Consumer Credit Act template
When reading the CAG forums, you will often see advice suggesting sending a "CCA request". This is a letter to a creditor or debt collection agency asking them for a copy of an executed credit agreement, without which a debt may be unenforceable. In simple terms, you are asking the Creditor/Collector to prove that they have the legal right to demand payment from you.
Sending a CCA request effectively puts the account into dispute, during which time the creditor may not take any further collection action. Without a valid agreement, the debt is unenforcable without a court order.
However, it is important to reaslise that lack of response to a CCA request may render a debt unenforcable, it does not cease to exist. This process can not, and should not, be used to evade debts.
When to send a CCA request
You should send a CCA request when you require more information about your account, or when you genuinely dispute a creditor's right to collect an alleged debt. The process should not be used for the purpose of debt avoidance.
Please be aware that there are certain types of debt which will not be covered by the advice here, such as utility bills, bank overdrafts, CCJs and court fines.
This template is adapted from "Letter N" on the Consumer Action Group forum. You can amend it as necessary.
It is recommended that you do not sign the letter with your usual signature, as there have been rumours of creditors "cutting and pasting" it onto their own paperwork. You could use a handwriting font in your word processor, or sign over a thick line which would make it obvious if your signature was tampered with.
It is strongly recommended that you send the request by Recorded Delivery, which for a standard size and weight letter costs £1.04. The delivery receipt should be kept with the copy of the letter. Delivery confirmation is available using the 'Track and Trace' feature on the Royal Mail website home page. It is best to print this off when it becomes available and also keep it with the copy of the letter.
The £1 fee is best paid with a crossed postal order. The postal order receipt should also be kept with the copy of the letter.
The Consumer Credit Act states that a creditor must send the agreement within 12 working days of receiving your request, otherwise they are in default. You should count the day of receipt as day zero, and not include weekends or bank holidays in your calculations.
It used to be that if the default continued for a further month, this would constitute an offence. However, this has now been removed from statute and so any letter quoting this would be quoting old law.
Should the creditor attempt to take further action whilst the request to be supplied a copy of any agreement as above is outstanding, it is recommended that you contact Trading Standards or Citizens Advice and make a complaint to the OFT; who regulate and license Debt Collection activity.
Is the agreement enforcable?
When you receive your reply, you should check carefully that it is an enforceable agreement before making an offer of repayment. You may find the threads listed in the external links section useful.

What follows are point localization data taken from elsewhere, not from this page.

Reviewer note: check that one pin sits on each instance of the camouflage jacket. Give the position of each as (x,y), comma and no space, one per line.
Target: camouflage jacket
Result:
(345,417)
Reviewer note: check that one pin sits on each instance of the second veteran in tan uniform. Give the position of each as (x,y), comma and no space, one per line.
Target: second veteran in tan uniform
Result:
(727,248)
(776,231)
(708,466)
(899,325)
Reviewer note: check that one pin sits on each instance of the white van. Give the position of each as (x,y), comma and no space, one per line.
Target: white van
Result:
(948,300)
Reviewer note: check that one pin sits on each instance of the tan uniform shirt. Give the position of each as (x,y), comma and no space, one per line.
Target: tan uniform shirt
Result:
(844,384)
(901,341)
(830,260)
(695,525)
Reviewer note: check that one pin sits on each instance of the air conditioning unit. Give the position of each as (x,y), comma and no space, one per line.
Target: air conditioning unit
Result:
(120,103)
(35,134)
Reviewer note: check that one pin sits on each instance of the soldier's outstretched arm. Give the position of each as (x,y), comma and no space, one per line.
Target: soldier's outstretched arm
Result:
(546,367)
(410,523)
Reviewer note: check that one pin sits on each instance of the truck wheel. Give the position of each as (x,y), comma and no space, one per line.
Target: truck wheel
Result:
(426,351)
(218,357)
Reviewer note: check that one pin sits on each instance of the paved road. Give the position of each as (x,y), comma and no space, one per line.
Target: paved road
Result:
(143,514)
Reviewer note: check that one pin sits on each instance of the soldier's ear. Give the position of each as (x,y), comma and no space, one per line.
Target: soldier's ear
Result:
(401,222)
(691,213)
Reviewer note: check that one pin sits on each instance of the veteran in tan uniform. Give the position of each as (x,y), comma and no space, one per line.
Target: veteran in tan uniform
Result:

If you have access to a scanner you can scan the reply and - taking care to obliterate ALL personal details - upload it to one of the many free photo sharing websites such as www.photobucket.co.uk . Post a link to the image on the Consumer Action Group debt forum, and members will give their advice.
Please be aware that any advice given on the forum is not legally binding, and if you are in any doubt you should seek the advice of an organisation such as Trading Standards or the Citizens Advice Bureau.